Milwaukee aldermen and state corrections officials are debating whether a proposed ordinance that would tightly restrict areas in which sex offenders could live in the city might backfire.
The ordinance, sponsored by Aldermen Tony Zielinski and Jim Bohl, would prohibit particular types of sex offenders from living or loitering within 2,000 feet of parks, schools, licensed day care centers, swimming pools, recreational trails, playgrounds or any other places where children might congregate.
Zielinski said he has been working on developing the ordinance for more than two years and has been assured by the city attorney the law would be defensible in court.
The alderman said residents have expressed deep concern about convicted sex offenders - especially those who have been convicted of assaulting children - living on their blocks. He said parents are worried about the safety of their children.
"When I go through a neighborhood, this gets people more upset than anything," Zielinski said. "People shouldn't have to live like that."
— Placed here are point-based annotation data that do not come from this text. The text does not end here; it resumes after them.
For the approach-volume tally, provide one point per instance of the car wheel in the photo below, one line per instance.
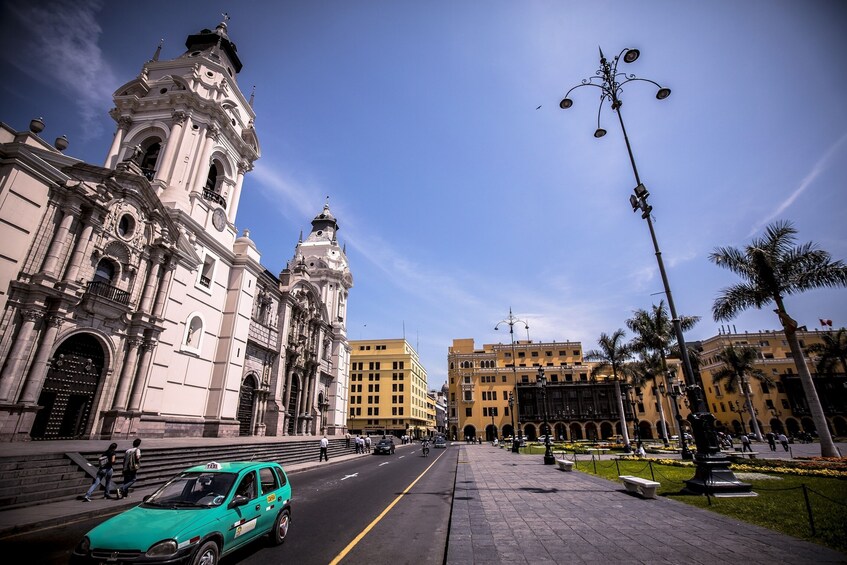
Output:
(206, 555)
(283, 522)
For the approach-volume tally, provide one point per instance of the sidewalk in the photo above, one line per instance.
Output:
(19, 520)
(513, 509)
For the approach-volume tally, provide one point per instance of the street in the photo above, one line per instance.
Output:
(377, 510)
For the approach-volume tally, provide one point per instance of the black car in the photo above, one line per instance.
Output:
(385, 446)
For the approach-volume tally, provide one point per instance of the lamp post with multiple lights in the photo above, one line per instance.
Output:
(541, 383)
(674, 390)
(511, 321)
(713, 473)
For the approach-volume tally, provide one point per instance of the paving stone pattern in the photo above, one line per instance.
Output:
(513, 509)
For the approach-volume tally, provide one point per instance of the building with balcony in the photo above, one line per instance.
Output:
(388, 390)
(780, 406)
(493, 393)
(129, 304)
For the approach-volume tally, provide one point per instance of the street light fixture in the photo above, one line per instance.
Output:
(713, 473)
(541, 383)
(515, 444)
(511, 321)
(675, 391)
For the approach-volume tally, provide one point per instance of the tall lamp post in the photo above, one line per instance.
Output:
(511, 321)
(515, 443)
(541, 383)
(713, 473)
(674, 390)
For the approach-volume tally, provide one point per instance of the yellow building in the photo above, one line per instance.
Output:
(492, 391)
(781, 406)
(388, 390)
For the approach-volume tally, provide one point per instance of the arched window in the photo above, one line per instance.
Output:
(212, 177)
(105, 272)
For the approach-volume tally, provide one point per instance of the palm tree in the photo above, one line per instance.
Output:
(771, 268)
(654, 331)
(739, 364)
(613, 354)
(830, 352)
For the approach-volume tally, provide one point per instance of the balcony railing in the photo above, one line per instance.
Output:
(213, 196)
(105, 290)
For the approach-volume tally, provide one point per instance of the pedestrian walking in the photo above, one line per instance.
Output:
(104, 473)
(324, 445)
(132, 462)
(771, 440)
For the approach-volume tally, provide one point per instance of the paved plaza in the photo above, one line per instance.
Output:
(512, 509)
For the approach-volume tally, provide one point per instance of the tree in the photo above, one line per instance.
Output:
(831, 351)
(613, 354)
(654, 331)
(773, 267)
(739, 364)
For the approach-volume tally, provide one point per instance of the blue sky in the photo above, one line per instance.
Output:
(457, 198)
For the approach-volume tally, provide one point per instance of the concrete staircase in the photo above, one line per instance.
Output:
(42, 478)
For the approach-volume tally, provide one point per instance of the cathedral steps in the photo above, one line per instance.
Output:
(42, 478)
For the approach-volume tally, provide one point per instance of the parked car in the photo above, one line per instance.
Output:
(385, 446)
(201, 514)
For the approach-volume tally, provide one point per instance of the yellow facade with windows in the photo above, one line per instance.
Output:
(780, 406)
(388, 389)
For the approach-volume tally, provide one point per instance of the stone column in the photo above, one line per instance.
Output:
(164, 286)
(243, 167)
(51, 261)
(151, 281)
(39, 367)
(124, 122)
(19, 352)
(80, 246)
(163, 171)
(127, 372)
(141, 374)
(203, 164)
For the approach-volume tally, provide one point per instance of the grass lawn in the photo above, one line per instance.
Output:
(780, 504)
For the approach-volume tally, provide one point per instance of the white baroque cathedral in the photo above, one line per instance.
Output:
(131, 307)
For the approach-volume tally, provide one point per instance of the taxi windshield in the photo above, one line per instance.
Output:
(193, 490)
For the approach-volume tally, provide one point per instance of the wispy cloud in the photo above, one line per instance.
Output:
(822, 165)
(56, 43)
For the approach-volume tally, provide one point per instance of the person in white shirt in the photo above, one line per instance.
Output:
(324, 445)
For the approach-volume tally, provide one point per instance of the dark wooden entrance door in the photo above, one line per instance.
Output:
(69, 389)
(245, 406)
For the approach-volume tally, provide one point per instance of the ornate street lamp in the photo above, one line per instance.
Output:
(541, 383)
(675, 391)
(515, 443)
(713, 473)
(511, 321)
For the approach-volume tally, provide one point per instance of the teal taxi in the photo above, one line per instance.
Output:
(197, 517)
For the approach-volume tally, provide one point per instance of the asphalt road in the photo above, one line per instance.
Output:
(382, 509)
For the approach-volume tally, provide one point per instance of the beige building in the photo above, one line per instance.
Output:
(388, 390)
(129, 304)
(780, 406)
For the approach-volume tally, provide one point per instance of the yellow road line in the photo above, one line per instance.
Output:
(376, 520)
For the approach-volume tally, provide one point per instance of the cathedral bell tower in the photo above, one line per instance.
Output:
(188, 126)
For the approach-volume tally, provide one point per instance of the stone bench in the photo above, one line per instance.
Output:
(564, 464)
(643, 487)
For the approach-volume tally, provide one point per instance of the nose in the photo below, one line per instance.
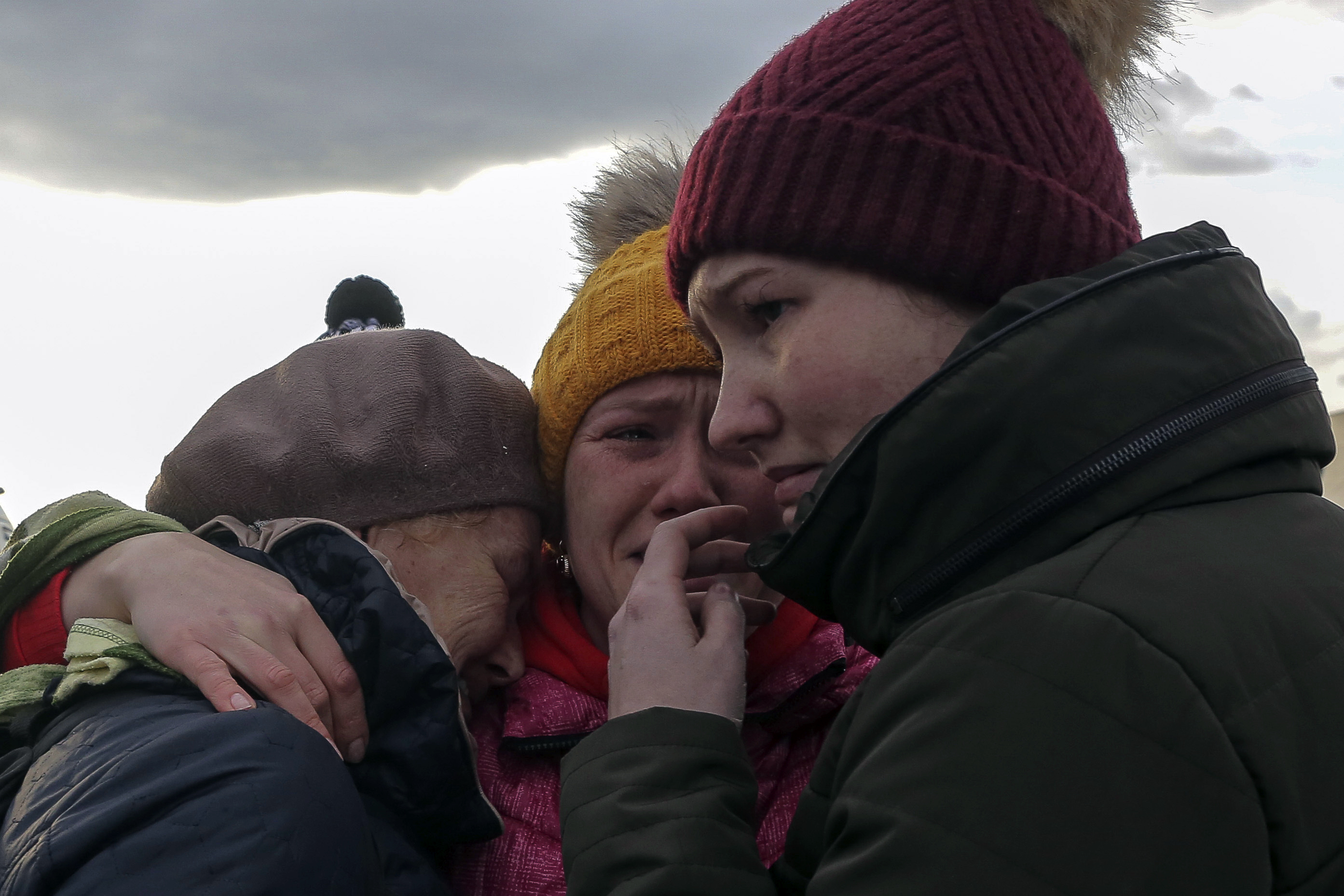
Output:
(505, 664)
(690, 484)
(742, 420)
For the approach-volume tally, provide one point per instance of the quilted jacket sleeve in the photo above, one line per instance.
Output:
(64, 534)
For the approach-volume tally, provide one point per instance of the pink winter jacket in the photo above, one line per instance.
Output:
(524, 731)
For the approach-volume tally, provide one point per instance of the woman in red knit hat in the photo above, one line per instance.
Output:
(1065, 482)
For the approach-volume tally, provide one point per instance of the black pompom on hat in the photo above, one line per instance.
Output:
(362, 304)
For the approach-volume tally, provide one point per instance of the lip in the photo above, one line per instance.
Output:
(794, 482)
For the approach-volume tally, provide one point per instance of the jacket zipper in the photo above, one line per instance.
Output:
(1266, 387)
(543, 744)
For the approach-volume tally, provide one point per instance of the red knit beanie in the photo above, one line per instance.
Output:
(951, 144)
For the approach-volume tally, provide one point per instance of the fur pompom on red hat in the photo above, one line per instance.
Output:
(958, 146)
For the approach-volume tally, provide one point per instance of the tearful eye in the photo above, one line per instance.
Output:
(767, 312)
(632, 434)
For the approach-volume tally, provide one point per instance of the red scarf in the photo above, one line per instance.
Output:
(556, 641)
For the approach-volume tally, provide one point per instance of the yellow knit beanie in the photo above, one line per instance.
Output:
(621, 326)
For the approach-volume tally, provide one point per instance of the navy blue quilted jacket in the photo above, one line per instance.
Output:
(141, 787)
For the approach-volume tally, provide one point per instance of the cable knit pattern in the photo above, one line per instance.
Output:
(952, 144)
(618, 328)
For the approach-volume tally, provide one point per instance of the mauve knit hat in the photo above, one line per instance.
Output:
(359, 429)
(952, 144)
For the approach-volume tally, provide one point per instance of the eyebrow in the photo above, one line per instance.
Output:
(718, 293)
(695, 321)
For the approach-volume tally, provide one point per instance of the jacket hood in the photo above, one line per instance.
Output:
(420, 766)
(1162, 378)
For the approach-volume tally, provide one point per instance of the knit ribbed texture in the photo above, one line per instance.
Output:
(951, 144)
(620, 327)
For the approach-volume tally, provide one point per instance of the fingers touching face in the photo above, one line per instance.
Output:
(640, 457)
(475, 574)
(811, 354)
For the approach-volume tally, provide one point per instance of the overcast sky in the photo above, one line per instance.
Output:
(182, 182)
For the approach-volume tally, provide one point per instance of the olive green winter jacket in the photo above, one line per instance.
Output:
(1111, 607)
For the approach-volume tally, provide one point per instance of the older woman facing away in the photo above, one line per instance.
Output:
(124, 780)
(625, 395)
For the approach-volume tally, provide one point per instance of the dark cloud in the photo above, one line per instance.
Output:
(1167, 143)
(226, 101)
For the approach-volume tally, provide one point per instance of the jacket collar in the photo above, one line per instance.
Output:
(1057, 382)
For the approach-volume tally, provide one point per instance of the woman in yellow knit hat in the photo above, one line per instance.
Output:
(624, 395)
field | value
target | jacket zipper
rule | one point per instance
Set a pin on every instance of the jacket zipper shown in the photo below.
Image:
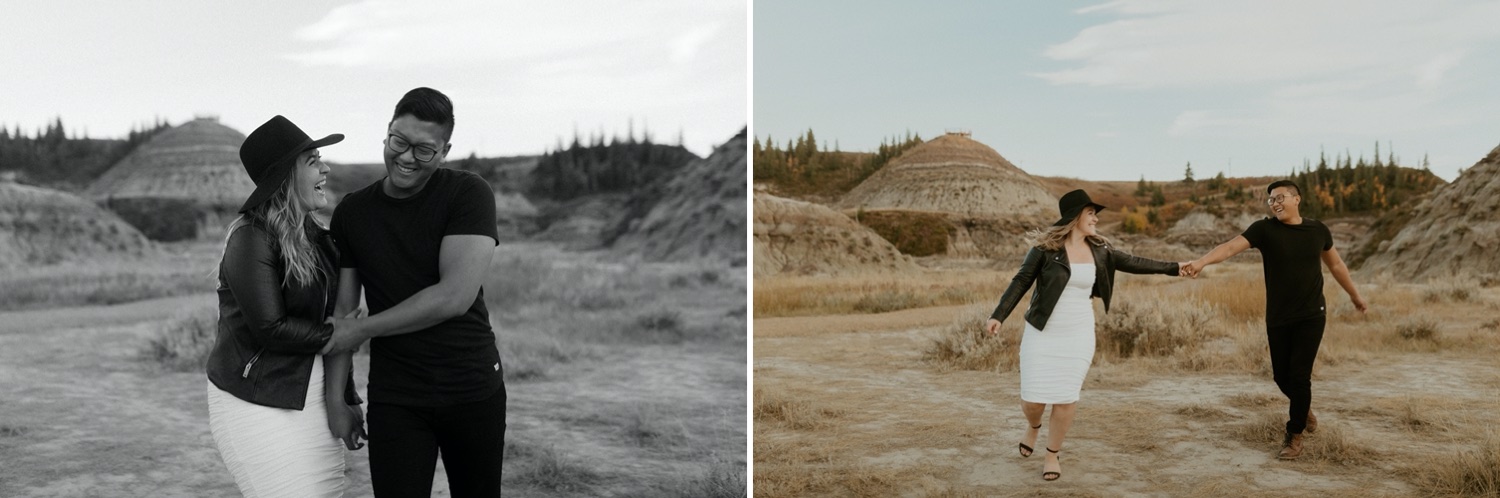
(252, 363)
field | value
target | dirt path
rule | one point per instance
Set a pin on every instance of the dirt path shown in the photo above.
(875, 419)
(83, 416)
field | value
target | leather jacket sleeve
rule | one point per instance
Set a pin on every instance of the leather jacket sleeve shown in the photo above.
(1031, 267)
(1128, 263)
(254, 276)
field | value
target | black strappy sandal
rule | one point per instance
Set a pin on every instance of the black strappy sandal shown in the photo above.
(1025, 449)
(1050, 474)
Because the ordinance is so restrictive, corrections officials, according to published reports, have questioned its effectiveness. They worry offenders would simply not comply with requirements that they register with the state because it would then be too difficult to find a place to live. If that happens, corrections officials say, offenders would be driven underground and would be more difficult to monitor.
Zielinski said he does not think that concern should be a barrier to adopting the ordinance.
"If (the sex offenders) have such poor judgment that they will risk re-incarceration, those are the ones that are most likely to re-offend," he said.
The residency restrictions would "grandfather in" offenders who established residency in a prohibited zone prior to its effective date.
On and after its effective date, the law would apply to sex offenders required to register with the state under the Wisconsin Sex Offender Registry Program, to those who have been designated "Special Bulletin Notification" sex offenders and to those who have been convicted of any sex offense against a child.
Zielinski noted suburban communities such as Glendale and Franklin are considering similar ordinances. Cudahy and South Milwaukee also are in the midst of drafting such ordinances. In a prepared statement, Zielinski expressed concern that Milwaukee will become a "dumping ground" for sex offenders "as the doors are being shut tight in adjacent communities."
The Common Council's Public Safety Committee has delayed action on the ordinance until it gathers more information on the impact of the measure.